For the following Intercitrus campaign I went in for, I joined forces with a great creator and friend of mine, Mariano Mancebo. This is also gave me the chance to work with an international network with which I later associated, Publicis. I told Mariano that my strategy was to position tangerines (and oranges too, by order of Intercitrus) in the context of desserts, as oranges and tangerines are the natural dessert par excellence, and to battle against the other artificial desserts by highlighting their drawbacks. The first commercial we made along the lines I suggested said, “Don’t you think we are giving our children too many artificial desserts, too much sweet and fat? Think about fresh oranges and tangerines, they have fresh vitamin C and pure fibre. Get it in your head”.

 

As a conclusion, I believe that if orange and tangerine advertising campaigns were made to be more effective, they would have to be distinguished in the content of their communication, for it is clear that they have different attributes that give them different advantages in different contexts. The only thing that unites them is their vitamin C content, something which is already known to everyone. The important thing is to choose one path and stay with it, as if the competitive edges do not change, the communications strategies should not change either; what must change from time to time is the creativity.

 

I do not mean that it is not possible to promote eating peeled fresh oranges, but that we must have preferences depending on the better-than-expected result. Therefore when one path is used up, another must be started. When Danone came to the end of the children’s target, it began with a historical campaign aimed at parents through their children and continued to increase its sales.

Second idea

Many years with excessive offer, high costs, the lack of union in the sector and the lack of commercial vision have left farmers without profits.

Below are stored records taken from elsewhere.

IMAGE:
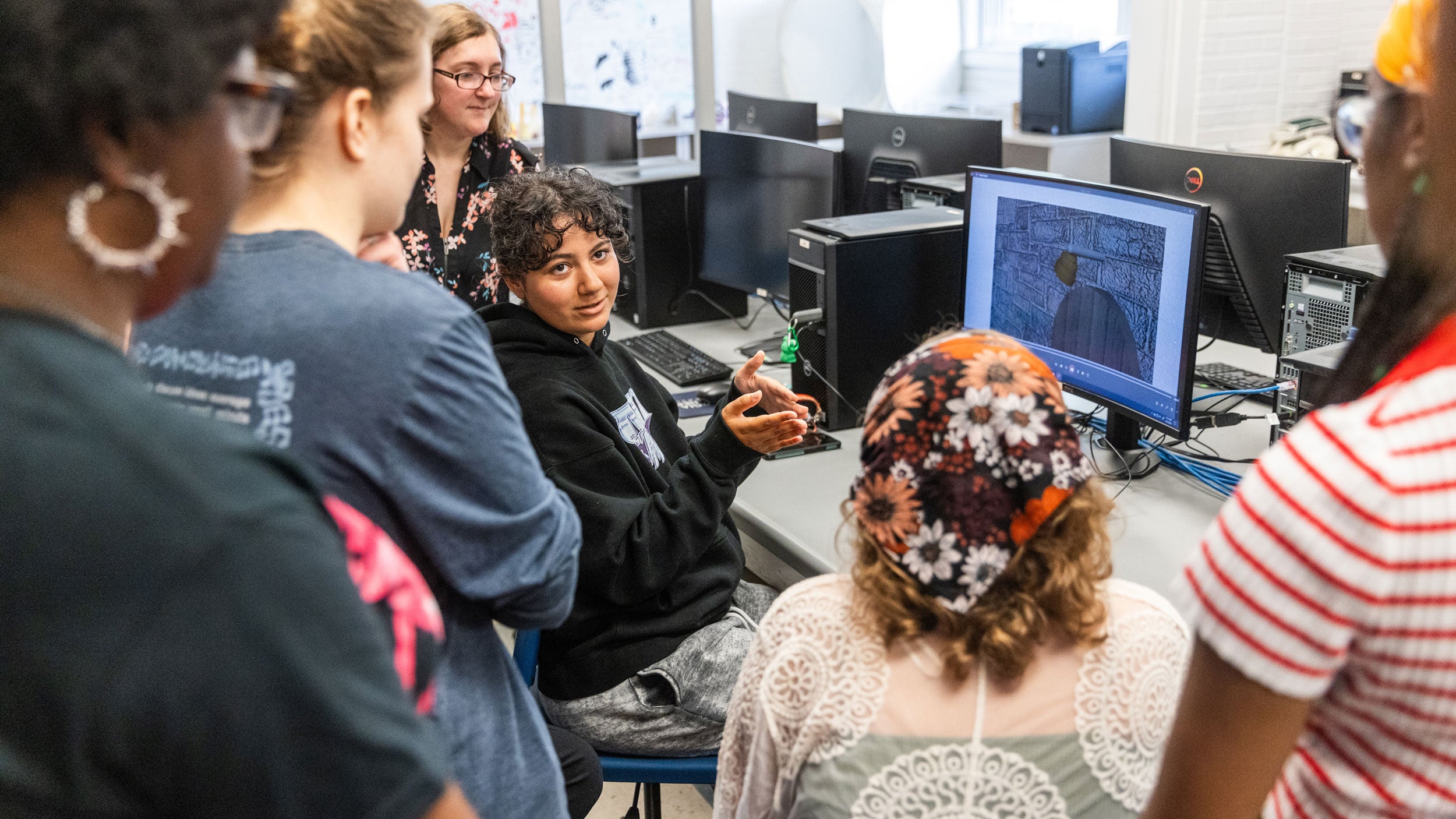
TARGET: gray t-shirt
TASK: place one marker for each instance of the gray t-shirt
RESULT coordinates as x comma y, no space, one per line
178,630
386,387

Apart from making a large, continuous campaign in Europe to motivate a change from packed juice to the product freshly squeezed at home, in years of surplus production I would try to carry out a large promotion to eliminate the surpluses or at least to minimise the effects. I would therefore give away a bag of cheap oranges with a squeezer for the purchase of oranges for fresh consumption in order to facilitate the process of replacing the pack and creating the habit of squeezing oranges.

Many errors were committed when this idea was tried in the past. If there is a good strategy, internal communication throughout the sector to encourage collaboration and coordination, a good plan, logistics and good management throughout the promotional cycle (which was the aspect that most failed), citric fruit producers will see the results with this kind of promotion. The easy thing is to throw in the towel.